Friday, September 5, 2025

What’s (not) in a headline

Margaret Sullivan, former public editor of The New York Times, has written at length about why mainstream headlines keep failing, as they present “a soft-focus, missing-the-point, safe-as-milk version of national politics.” And so I noticed this New York Times headline about Robert F. Kennedy Jr.’s appearance before the Senate Finance Committee yesterday: “A Defiant Kennedy Defends Vaccine Changes and C.D.C. Shake-Up.”

“Changes”? As any number of senators pointed out, Kennedy and company are effectively removing access to vaccines. “Shake-Up”? That means firing people who aren’t willing to go along with his lunatic agenda.

The latest installment of Heather Cox Richardson’s Letters from an American begins with a more accurate description:

Senators challenged the decisions of Health and Human Services Secretary Robert F. Kennedy Jr. as he testified before the Senate Finance Committee for about three hours today.
Condensed into a headline, that might read “Senators challenge Kennedy on vaccines and C.D.C. firings.”

Richardson reports a detail that the Times coverage of the hearing omits:
Because of Kennedy’s history of repeating debunked lies and breaking promises he made to the Senate, Senator Ron Wyden (D-OR), the highest ranking Democrat on the Finance Committee, asked that the committee swear Kennedy in before he began his testimony.

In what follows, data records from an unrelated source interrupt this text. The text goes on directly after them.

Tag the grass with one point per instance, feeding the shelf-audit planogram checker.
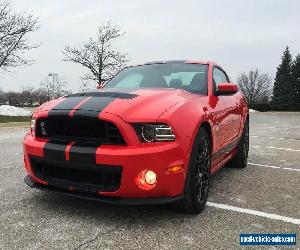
(5, 119)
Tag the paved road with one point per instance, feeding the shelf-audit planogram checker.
(31, 219)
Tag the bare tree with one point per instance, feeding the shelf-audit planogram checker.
(41, 96)
(2, 97)
(256, 86)
(54, 87)
(14, 31)
(28, 94)
(98, 55)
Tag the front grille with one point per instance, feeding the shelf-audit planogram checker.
(79, 129)
(81, 178)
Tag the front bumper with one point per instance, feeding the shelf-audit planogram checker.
(133, 159)
(111, 200)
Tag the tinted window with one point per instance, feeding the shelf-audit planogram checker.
(190, 77)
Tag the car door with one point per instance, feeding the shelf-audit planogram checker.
(229, 122)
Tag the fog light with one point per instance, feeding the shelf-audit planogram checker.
(146, 179)
(150, 177)
(175, 169)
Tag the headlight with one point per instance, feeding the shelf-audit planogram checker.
(154, 132)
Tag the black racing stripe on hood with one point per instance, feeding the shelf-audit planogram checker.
(94, 106)
(106, 94)
(64, 107)
(83, 153)
(55, 150)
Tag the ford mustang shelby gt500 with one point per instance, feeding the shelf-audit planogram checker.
(155, 133)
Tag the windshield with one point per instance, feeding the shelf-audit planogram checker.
(190, 77)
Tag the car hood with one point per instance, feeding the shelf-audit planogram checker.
(130, 105)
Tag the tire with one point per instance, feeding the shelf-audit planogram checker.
(198, 176)
(241, 157)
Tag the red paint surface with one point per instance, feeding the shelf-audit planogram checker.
(185, 112)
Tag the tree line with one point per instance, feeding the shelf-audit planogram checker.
(53, 87)
(98, 55)
(262, 93)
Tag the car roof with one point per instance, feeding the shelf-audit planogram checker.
(178, 61)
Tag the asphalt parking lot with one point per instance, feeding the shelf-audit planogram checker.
(262, 198)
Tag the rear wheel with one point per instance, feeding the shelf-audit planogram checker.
(241, 157)
(198, 176)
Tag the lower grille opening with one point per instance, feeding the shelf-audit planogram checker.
(80, 129)
(81, 178)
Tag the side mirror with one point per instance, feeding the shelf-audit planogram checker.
(101, 84)
(227, 88)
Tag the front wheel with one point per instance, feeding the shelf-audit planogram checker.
(198, 176)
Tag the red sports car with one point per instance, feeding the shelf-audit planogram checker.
(153, 134)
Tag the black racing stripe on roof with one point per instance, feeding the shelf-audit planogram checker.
(164, 62)
(105, 94)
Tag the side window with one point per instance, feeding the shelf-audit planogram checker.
(218, 77)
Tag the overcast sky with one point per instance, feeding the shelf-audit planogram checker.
(239, 35)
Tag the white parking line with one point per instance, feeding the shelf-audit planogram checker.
(254, 212)
(270, 166)
(271, 147)
(272, 137)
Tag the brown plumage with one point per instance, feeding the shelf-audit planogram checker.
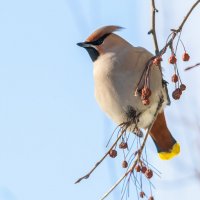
(118, 66)
(102, 31)
(161, 134)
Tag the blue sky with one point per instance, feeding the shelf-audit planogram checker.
(51, 128)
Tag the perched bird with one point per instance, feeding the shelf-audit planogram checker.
(118, 67)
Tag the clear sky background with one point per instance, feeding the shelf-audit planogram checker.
(51, 128)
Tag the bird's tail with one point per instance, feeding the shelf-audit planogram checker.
(166, 145)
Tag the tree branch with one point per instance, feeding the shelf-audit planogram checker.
(153, 24)
(139, 152)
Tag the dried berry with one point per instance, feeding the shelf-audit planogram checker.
(176, 94)
(156, 61)
(182, 87)
(143, 169)
(137, 168)
(151, 198)
(145, 102)
(146, 92)
(113, 153)
(185, 57)
(142, 194)
(149, 173)
(124, 164)
(174, 78)
(123, 145)
(172, 59)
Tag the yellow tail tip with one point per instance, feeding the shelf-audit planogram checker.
(169, 155)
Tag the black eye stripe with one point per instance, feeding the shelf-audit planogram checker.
(100, 40)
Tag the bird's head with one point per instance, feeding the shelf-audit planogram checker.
(102, 41)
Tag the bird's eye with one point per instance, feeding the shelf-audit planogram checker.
(100, 40)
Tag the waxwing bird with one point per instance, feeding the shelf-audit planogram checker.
(118, 66)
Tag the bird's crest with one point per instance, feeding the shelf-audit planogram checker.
(102, 31)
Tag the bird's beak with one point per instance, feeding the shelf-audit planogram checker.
(84, 44)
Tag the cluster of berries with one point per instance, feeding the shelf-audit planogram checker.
(179, 86)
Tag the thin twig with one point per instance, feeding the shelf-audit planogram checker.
(191, 67)
(153, 28)
(139, 152)
(185, 19)
(176, 31)
(124, 128)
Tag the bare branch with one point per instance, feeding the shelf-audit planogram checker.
(153, 28)
(139, 152)
(124, 128)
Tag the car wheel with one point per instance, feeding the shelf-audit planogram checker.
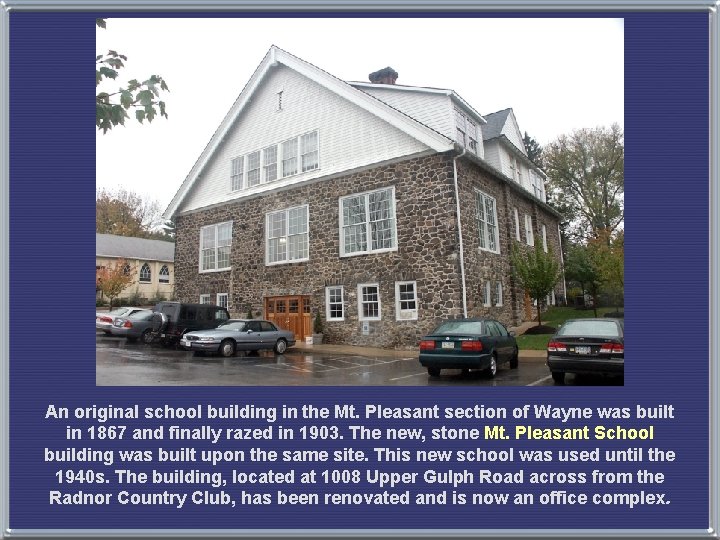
(514, 360)
(227, 348)
(147, 336)
(492, 370)
(281, 346)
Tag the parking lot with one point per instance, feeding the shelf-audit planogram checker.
(122, 363)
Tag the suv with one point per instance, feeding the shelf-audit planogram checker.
(172, 319)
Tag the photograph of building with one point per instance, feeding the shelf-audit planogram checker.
(384, 208)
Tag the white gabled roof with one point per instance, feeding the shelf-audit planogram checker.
(274, 56)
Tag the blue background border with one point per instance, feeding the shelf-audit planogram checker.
(52, 185)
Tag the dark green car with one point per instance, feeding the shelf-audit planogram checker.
(479, 343)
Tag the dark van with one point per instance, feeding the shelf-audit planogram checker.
(173, 319)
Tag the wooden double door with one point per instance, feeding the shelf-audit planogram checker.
(291, 313)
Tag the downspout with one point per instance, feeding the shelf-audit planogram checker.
(460, 244)
(562, 262)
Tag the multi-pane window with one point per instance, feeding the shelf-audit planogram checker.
(164, 276)
(498, 294)
(309, 151)
(487, 291)
(368, 222)
(236, 176)
(253, 169)
(406, 300)
(145, 274)
(334, 303)
(466, 130)
(529, 237)
(287, 235)
(289, 161)
(215, 242)
(486, 215)
(270, 164)
(369, 302)
(299, 154)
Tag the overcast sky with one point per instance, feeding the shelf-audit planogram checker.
(558, 75)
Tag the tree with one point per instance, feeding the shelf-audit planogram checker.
(581, 267)
(586, 180)
(113, 279)
(534, 150)
(126, 213)
(111, 108)
(536, 271)
(609, 254)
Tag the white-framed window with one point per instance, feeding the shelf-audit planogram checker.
(309, 151)
(406, 300)
(236, 175)
(486, 215)
(286, 235)
(518, 168)
(368, 222)
(537, 186)
(164, 276)
(145, 273)
(289, 157)
(529, 236)
(369, 302)
(466, 131)
(253, 168)
(215, 243)
(299, 154)
(487, 292)
(270, 164)
(334, 307)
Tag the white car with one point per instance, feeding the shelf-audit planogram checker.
(104, 319)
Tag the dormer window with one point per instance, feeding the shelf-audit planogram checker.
(466, 131)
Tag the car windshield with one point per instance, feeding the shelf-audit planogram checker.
(590, 328)
(460, 327)
(234, 325)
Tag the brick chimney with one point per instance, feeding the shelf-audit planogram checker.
(384, 76)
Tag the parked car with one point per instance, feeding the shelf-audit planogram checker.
(587, 346)
(479, 343)
(136, 326)
(239, 335)
(173, 319)
(104, 320)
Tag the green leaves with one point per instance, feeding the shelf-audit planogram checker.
(111, 108)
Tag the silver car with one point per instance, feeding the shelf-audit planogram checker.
(135, 326)
(105, 319)
(239, 335)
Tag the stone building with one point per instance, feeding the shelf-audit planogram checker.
(385, 208)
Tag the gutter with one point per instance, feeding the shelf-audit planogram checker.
(460, 240)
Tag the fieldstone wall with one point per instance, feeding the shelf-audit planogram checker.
(427, 251)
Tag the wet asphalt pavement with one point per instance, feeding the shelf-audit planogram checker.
(121, 363)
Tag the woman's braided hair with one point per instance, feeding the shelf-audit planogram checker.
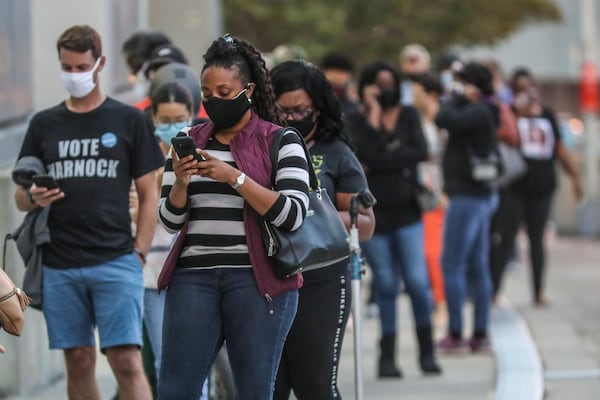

Committee chair Mike Crapo (R-ID) declined. Wyden said: “This committee’s unwillingness to swear this witness is basically a message that it is acceptable to lie to the Senate Finance Committee about hugely important questions like vaccines.”
[I’ll grant that the Times subhead gives a more complete picture: “A three-hour hearing before the Senate Finance Committee revealed that the health secretary was on uncertain ground even with some Republicans who voted to confirm him.” But still. And as Sullivan and other observers have pointed out, many readers never go beyond the headlines.]